似たもの同士のポンコツと世話焼き
晃一と千沙都の約束が密かに交わされた後、他の家族が全員外出しているため夕食を二人で食べながら、現在の千沙都の成績が実際にどの程度のものなのかを晃一は確認した。
だが、千沙都の成績は順位から晃一が想像していたよりも遥かに悪かった。
それは意識せず自然とテーブルを囲んで二人で食事をしているということに気づくことができないほどの衝撃であった。
千沙都からは現代文と現代社会の成績が特に悪いと聞いていたが、試しに他の教科の成績も聞いたところ、半数近くの教科が50点台という少し学習をサボれば即赤点行きになりかねないという状況だったのだ。

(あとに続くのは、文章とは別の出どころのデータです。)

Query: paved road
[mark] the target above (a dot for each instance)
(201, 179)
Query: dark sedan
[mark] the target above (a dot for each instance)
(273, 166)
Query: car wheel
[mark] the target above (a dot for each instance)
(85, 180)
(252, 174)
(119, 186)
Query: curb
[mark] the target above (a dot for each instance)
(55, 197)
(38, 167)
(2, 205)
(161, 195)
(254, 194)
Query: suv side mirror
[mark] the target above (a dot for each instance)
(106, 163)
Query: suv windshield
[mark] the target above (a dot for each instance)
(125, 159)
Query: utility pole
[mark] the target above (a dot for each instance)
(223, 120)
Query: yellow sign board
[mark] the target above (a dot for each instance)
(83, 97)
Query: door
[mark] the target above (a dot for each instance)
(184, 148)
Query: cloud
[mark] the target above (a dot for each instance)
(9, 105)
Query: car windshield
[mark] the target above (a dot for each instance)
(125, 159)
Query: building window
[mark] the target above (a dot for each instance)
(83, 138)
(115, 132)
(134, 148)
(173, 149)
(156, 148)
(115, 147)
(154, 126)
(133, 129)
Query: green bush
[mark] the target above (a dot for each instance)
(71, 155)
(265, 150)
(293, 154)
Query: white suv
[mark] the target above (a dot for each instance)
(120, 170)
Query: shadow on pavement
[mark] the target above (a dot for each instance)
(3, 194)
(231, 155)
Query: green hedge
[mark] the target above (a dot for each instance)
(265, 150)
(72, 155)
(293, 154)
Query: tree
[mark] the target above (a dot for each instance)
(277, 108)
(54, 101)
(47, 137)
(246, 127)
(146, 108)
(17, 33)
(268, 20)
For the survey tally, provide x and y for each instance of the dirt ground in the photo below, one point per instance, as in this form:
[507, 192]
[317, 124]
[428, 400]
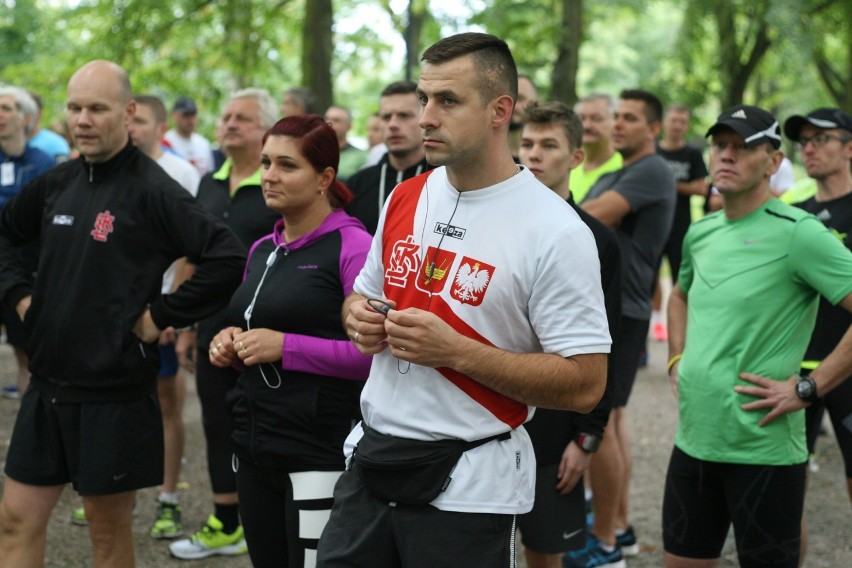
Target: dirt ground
[652, 413]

これで千沙都よりも更に80人近く成績が悪い人間が言うというのだから始末に終えない。しかも学年最底辺の成績者の一人には晃一の友人の真吾もいるのだ。晃一はまだ一学期にも関わらず、来年度に同じ学年に真吾がいるのかが既に不安になった。
だが、現在最も優先すべきは千沙都の成績向上兼赤点回避。ひとまず友人の心配は頭の隅に追いやり、そそくさと夕食を食べ終えて、洗い物を片付けた晃一は自室へと向かった。

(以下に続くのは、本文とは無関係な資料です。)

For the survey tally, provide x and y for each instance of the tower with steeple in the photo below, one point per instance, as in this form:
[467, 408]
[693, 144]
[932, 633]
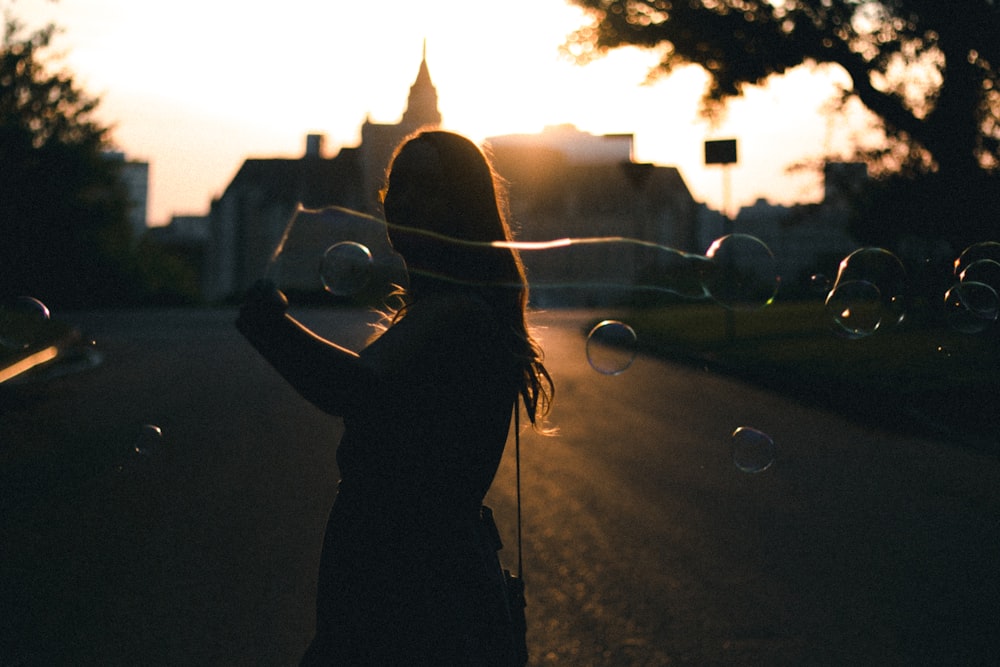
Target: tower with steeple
[378, 140]
[421, 106]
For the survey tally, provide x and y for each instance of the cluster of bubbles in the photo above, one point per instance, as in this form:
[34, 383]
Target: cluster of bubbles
[738, 272]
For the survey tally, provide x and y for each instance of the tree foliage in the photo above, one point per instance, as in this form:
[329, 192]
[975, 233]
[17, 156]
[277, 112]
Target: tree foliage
[928, 69]
[63, 213]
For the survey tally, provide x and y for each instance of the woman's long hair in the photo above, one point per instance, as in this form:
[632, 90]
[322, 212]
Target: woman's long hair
[447, 207]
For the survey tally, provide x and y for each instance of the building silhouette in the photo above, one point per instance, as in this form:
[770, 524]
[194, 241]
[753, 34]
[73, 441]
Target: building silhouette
[247, 221]
[562, 182]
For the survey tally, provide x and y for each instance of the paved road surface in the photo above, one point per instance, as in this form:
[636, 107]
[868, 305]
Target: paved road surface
[644, 544]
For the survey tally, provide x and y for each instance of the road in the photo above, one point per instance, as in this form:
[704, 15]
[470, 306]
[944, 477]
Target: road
[644, 544]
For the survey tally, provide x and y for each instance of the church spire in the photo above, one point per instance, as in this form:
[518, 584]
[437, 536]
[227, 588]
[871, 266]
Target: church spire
[421, 106]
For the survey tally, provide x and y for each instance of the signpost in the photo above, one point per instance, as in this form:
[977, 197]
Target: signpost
[723, 151]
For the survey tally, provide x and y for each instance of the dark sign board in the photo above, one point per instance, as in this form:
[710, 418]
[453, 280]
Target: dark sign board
[720, 151]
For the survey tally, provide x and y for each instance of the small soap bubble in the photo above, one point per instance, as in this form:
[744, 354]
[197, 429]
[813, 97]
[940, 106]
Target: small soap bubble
[819, 283]
[971, 307]
[743, 273]
[753, 451]
[346, 268]
[149, 440]
[611, 347]
[855, 309]
[22, 322]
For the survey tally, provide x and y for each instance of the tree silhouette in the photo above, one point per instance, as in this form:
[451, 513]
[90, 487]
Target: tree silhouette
[928, 69]
[63, 212]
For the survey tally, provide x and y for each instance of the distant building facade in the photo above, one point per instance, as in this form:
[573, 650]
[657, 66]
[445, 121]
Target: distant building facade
[807, 240]
[247, 221]
[565, 183]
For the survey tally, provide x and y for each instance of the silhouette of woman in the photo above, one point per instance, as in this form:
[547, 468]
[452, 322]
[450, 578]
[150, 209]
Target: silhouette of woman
[408, 575]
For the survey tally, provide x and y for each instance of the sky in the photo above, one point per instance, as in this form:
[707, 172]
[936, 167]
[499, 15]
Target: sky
[195, 87]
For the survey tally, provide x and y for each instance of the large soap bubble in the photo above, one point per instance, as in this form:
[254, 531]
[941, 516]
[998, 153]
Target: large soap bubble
[336, 255]
[868, 293]
[742, 273]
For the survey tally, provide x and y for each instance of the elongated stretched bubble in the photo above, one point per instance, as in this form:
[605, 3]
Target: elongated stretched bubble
[567, 271]
[337, 256]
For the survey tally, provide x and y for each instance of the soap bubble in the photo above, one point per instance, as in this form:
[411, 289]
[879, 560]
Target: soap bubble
[986, 271]
[611, 347]
[743, 273]
[971, 306]
[346, 268]
[988, 250]
[855, 309]
[868, 293]
[819, 283]
[23, 322]
[335, 251]
[149, 440]
[753, 451]
[143, 450]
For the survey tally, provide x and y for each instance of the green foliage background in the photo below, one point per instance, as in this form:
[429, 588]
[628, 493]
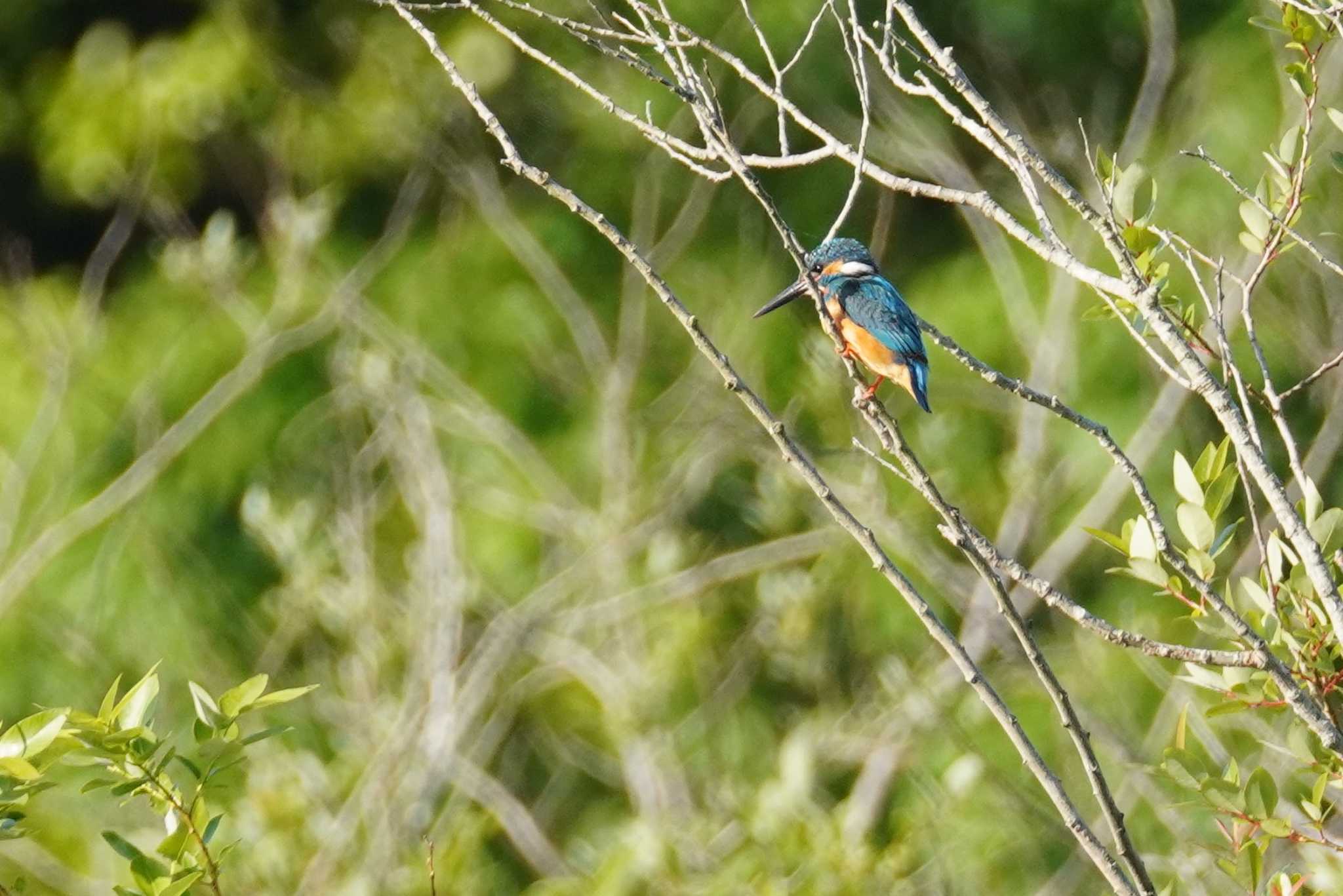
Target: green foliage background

机の上に置かれたいくつかの学習ノート、それから授業で配布されたプリントをまとめたファイル、筆記用具を手に取り晃一はリビングへと戻った。
「……おい」
だが、戻った先で晃一を待っていたのはお腹が満たされて幸せな表情を浮かべながらソファに寝そべる千沙都の姿であった。
わずか数時間前の宣言はどこへやら、既にくつろぎモードを漂わせて無防備な姿を見せる千沙都。これまで、一度だってそんな姿を晃一の前で見せたことなどなかったため、晃一は驚きを感じたがそれ以上に呆れの感情が勝った。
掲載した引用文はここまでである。